Perlu dicatat bahwa jaringan saraf dan jaring kosmik memiliki skala yang berbeda (dengan perbedaan sekitar 1027 dalam skala spasial). Kedua ilmuwan Italia itu juga mengevaluasi total kapasitas memori otak manusia. Dengan 4,7 bit informasi per sel saraf, kapasitas memori otak manusia adalah sekitar 2,5 Petabyte (setiap Petabyte = 1024 TB). Menariknya, perhitungan kompleksitas statistik yang mencirikan evolusi dinamis dari alam semesta yang disimulasikan menunjukkan “4,3 petabytes memori diperlukan untuk menyimpan informasi struktur kosmik di seluruh alam semesta yang dapat diamati.”
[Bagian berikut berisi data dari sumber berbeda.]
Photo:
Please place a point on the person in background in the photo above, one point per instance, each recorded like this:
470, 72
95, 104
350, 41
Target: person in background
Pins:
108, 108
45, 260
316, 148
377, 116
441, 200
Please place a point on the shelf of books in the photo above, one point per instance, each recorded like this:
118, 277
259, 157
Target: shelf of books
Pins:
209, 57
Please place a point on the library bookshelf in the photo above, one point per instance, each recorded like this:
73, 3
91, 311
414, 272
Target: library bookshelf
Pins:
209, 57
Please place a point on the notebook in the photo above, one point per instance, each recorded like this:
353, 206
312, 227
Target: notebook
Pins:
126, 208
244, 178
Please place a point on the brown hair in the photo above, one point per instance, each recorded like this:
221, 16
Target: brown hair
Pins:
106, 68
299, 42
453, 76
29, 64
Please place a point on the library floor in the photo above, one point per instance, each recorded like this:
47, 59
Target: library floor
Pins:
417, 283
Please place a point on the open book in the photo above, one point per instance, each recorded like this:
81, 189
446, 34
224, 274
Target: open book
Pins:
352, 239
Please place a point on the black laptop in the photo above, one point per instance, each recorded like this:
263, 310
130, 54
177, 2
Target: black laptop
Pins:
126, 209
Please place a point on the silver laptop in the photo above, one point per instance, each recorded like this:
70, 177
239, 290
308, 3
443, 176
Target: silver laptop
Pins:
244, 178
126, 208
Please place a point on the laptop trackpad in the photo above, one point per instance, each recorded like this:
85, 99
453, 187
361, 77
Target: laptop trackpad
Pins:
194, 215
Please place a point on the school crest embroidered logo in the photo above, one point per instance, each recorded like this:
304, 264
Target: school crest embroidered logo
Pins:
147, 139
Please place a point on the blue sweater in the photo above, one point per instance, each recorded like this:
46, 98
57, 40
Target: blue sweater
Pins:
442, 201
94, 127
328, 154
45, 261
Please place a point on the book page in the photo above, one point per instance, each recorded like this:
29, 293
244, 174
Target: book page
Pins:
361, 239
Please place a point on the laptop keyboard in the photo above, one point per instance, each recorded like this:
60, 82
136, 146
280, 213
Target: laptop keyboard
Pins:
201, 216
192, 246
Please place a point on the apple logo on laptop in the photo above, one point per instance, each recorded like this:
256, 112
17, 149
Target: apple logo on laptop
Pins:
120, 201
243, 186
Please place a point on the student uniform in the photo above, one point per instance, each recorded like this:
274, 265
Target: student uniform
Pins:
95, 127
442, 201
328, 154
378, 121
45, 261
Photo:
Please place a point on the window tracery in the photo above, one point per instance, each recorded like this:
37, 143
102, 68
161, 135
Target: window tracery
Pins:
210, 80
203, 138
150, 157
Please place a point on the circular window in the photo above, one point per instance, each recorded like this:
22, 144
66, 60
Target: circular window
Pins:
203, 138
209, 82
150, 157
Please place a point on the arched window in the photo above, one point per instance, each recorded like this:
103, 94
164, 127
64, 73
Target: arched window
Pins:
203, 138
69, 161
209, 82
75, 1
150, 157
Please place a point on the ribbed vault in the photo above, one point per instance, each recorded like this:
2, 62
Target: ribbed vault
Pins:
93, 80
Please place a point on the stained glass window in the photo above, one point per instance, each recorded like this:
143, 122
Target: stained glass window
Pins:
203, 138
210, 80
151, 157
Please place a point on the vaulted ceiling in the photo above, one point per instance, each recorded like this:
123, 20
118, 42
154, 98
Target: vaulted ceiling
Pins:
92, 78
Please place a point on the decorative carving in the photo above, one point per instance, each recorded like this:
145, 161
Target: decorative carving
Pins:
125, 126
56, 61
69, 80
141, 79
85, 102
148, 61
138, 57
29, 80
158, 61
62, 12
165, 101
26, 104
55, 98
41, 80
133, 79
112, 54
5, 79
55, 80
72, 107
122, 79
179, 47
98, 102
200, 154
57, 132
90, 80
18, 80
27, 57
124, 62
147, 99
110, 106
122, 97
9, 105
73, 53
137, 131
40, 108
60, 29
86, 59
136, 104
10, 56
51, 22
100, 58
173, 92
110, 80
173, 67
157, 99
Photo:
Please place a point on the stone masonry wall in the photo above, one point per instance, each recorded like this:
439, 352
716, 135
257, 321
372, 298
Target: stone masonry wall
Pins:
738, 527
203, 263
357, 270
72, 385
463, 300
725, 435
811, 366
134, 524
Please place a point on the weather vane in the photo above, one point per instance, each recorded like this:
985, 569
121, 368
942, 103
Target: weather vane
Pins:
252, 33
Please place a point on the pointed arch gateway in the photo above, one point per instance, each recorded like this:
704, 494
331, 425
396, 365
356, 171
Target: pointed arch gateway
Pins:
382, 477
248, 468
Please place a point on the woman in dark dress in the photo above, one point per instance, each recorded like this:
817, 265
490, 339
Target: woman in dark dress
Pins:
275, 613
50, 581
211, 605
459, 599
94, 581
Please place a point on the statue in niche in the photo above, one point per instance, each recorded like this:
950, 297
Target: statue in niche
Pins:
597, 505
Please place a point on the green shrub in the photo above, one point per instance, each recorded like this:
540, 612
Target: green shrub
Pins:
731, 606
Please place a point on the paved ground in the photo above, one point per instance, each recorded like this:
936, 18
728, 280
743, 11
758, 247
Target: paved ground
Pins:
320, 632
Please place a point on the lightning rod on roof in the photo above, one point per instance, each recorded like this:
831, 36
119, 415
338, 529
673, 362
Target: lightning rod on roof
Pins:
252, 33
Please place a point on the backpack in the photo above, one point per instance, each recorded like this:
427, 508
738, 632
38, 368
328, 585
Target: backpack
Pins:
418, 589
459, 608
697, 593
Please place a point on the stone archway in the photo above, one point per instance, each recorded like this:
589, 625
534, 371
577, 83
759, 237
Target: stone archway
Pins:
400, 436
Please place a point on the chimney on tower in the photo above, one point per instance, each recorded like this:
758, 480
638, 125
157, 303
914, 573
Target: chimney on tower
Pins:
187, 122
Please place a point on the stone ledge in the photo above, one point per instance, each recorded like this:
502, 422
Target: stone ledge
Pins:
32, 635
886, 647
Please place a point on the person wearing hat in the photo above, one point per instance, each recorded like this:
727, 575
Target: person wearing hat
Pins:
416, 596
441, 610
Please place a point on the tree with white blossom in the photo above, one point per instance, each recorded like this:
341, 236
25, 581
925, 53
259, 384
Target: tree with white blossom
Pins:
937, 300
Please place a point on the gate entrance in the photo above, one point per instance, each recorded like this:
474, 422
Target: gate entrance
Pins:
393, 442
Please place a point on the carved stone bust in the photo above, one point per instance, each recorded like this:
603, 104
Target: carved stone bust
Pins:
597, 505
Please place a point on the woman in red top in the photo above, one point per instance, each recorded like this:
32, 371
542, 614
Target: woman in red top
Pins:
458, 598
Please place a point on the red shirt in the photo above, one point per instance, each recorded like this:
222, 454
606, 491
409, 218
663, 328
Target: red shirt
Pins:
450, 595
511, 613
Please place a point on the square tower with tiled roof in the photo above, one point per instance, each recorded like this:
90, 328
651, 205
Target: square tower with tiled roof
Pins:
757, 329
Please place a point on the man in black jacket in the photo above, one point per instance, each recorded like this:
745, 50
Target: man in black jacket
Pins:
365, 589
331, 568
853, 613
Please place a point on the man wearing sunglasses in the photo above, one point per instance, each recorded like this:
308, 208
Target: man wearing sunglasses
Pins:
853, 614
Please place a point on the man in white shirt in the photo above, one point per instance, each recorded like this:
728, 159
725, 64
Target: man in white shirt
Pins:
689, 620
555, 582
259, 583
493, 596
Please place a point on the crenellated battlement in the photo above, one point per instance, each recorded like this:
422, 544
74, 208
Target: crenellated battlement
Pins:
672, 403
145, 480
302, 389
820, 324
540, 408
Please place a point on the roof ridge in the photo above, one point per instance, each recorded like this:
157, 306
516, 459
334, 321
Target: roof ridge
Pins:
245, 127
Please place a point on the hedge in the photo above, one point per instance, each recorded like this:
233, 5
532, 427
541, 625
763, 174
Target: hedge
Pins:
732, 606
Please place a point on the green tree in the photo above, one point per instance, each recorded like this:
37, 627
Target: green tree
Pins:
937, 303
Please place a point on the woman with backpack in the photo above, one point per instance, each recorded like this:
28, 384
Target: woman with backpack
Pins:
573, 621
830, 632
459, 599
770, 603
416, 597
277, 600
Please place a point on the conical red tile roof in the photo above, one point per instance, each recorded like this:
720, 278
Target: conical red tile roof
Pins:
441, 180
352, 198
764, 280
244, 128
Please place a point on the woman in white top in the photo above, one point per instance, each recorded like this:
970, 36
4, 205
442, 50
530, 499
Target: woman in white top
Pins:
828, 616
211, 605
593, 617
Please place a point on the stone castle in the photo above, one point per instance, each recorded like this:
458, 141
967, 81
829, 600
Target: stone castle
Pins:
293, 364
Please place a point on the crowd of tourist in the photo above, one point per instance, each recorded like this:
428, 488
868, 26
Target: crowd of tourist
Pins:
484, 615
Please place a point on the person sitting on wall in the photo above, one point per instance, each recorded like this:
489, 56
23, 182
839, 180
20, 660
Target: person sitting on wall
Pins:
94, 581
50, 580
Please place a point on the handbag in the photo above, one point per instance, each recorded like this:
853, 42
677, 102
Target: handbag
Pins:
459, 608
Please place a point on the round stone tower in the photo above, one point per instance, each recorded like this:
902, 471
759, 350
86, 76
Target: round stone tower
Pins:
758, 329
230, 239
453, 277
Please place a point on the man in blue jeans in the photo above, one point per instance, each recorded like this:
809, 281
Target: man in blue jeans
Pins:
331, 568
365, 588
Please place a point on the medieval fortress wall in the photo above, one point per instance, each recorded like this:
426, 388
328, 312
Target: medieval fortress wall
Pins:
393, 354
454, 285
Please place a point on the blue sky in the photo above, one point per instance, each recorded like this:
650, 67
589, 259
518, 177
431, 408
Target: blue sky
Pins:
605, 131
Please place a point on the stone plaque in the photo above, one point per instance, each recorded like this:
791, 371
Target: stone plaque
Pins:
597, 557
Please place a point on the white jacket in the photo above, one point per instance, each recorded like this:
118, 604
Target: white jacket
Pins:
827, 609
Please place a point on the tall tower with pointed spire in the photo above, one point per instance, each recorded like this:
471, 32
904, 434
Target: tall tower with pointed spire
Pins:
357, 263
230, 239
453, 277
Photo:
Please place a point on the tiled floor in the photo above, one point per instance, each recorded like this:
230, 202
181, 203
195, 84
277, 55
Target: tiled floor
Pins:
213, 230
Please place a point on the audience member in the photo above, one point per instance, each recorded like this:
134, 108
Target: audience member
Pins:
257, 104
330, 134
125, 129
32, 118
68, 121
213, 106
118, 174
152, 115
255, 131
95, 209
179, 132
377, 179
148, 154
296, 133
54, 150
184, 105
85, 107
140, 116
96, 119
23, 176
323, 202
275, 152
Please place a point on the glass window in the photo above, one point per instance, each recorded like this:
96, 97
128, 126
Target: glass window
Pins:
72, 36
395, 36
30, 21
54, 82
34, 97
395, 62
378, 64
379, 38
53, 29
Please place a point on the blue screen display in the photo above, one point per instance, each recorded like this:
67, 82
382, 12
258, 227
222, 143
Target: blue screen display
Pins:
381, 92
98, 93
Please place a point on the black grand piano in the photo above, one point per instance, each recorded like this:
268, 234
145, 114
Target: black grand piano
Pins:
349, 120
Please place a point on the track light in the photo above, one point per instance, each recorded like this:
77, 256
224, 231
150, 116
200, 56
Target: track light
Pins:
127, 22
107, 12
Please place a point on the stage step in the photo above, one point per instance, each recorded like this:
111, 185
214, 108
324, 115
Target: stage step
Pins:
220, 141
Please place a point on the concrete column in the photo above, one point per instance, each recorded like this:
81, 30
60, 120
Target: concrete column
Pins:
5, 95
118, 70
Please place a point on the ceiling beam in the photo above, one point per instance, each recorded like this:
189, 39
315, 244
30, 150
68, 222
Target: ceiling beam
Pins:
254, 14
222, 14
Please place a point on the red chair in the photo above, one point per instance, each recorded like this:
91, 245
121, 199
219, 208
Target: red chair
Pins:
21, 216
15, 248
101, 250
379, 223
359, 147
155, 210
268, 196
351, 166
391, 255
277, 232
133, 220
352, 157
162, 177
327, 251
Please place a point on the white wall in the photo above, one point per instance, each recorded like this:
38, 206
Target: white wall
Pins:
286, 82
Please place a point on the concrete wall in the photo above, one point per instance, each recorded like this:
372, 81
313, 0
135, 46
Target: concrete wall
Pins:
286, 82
Semua penemuan ini telah memberikan wawasan baru tentang alam semesta kita dan diri kita sendiri. Mereka juga konsisten dengan pemikiran Buddhis dan Taois. Menurut agama Buddha, ada tiga ribu dunia dalam satu butir pasir, dan setiap dunia tersebut mengandung butiran pasir, yang pada gilirannya berisi dunia lagi. Demikian pula, pemikiran Tao percaya bahwa tubuh manusia adalah alam semesta kecil. Penemuan ilmiah baru-baru ini, seperti alam semesta yang bereinkarnasi dan kesamaan antara dunia makroskopik dan mikroskopis semakin mendukung pemahaman semacam itu.
Dunia Tempat Kita Tinggal
Keyakinan akan keberadaan dewa adalah umum untuk semua budaya. Namun, karena dipengaruhi oleh ilmu pengetahuan modern, banyak orang mengabaikan gagasan semacam itu. Meskipun demikian, banyak ilmuwan telah menyadari bahwa dunia kita dirancang terlalu sempurna untuk terjadi secara kebetulan.
Setelah menemukan bintik matahari, satelit Jupiter, dan pegunungan di bulan melalui teleskop, Galileo Galilei sangat bersemangat. Dia berkata bahwa dia tercengang dan berterima kasih kepada Tuhan karena memberinya kebijaksanaan seperti itu.
Dikatakan bahwa penemu hebat Thomas Edison memiliki sebuah tablet batu dengan tulisan di laboratoriumnya. Prasasti itu menunjukkan bahwa Edison sangat percaya bahwa ada Tuhan yang mahatahu dan mahakuasa yang membimbing umat manusia.
John Polkinghorn, seorang fisikawan di University of Cambridge, pernah mengatakan bahwa, ketika seseorang menyadari bahwa semua hukum alam telah diselaraskan secara luar biasa untuk menghasilkan alam semesta yang kita lihat, dia akan menyadari bahwa alam semesta ini diciptakan dan bukannya ada karena kebetulan.
"Apakah si buta kebetulan mengetahui bahwa ada cahaya dan tahu apa pembiasannya, dan cocok dengan mata semua makhluk setelah memanfaatkannya dengan cara yang paling aneh?" tulis Isaac Newton. “Pertimbangan ini dan hal serupa lainnya, selalu ada, dan akan selalu berlaku bagi umat manusia, untuk percaya bahwa ada Wujud yang membuat segala sesuatu, yang memiliki segala sesuatu dalam kekuasaannya, dan oleh karena itu harus ditakuti.”